Features of Go that appeal to me in particular are:

  • Simplicity of the ecosystem. Everything is self-contained. You download a single binary tarball for your platform, unpack it somewhere convenient and just start using it. There is one tool, ‘go’, which does practically everything you need - run, build, install etc. Makefiles, you don’t need ’em!
  • Extensive standard library that is designed to accommodate modern systems programming.  Knowing that the same, powerful set of tools is available everywhere, straight out of the box, is a big plus.
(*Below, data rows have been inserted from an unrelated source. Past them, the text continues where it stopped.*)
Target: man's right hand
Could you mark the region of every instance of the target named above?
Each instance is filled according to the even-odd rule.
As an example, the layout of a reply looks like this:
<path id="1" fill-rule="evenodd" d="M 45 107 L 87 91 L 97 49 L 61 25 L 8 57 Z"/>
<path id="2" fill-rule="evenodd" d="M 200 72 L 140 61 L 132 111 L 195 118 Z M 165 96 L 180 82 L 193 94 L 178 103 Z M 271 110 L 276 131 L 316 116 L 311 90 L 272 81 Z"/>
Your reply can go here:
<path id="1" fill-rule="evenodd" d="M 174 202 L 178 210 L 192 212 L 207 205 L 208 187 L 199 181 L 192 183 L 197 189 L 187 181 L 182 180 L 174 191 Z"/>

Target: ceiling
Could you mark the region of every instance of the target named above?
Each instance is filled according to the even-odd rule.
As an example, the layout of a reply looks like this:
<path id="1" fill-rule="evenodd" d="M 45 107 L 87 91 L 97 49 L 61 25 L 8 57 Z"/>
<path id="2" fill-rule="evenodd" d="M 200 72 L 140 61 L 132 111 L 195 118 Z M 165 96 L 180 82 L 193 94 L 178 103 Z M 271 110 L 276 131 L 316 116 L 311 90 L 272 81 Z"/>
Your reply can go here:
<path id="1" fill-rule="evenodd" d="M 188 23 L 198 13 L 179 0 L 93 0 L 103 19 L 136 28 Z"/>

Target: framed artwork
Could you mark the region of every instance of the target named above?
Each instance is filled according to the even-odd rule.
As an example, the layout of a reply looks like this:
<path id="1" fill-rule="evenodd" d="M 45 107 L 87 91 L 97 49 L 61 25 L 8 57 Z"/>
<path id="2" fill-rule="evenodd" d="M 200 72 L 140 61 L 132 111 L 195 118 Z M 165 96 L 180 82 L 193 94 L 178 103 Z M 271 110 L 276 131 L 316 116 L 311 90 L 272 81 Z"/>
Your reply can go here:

  • Statically linked binaries For systems programming this is fantastic. I can code something up on one box and deploy the resulting binary across my entire estate of varying age and flavour of Linux distros without having to worry about library dependencies - something that can be problematic with e.g. Python
  • stable, well thought out language spec and library API. Having the direction and focus of full-time Google engineers behind the language really shows in this regard. The Go team have released v1 of the spec and have publicly stated that it will stay pretty much as-is for quite some time. This is good news indeed.
  • concurrency. Systems programming involves connecting lots of IO pieces together , and concurrency is needed to keep all the balls in the air at once. The Go team have baked this into the language where it should be via Goroutines and channels.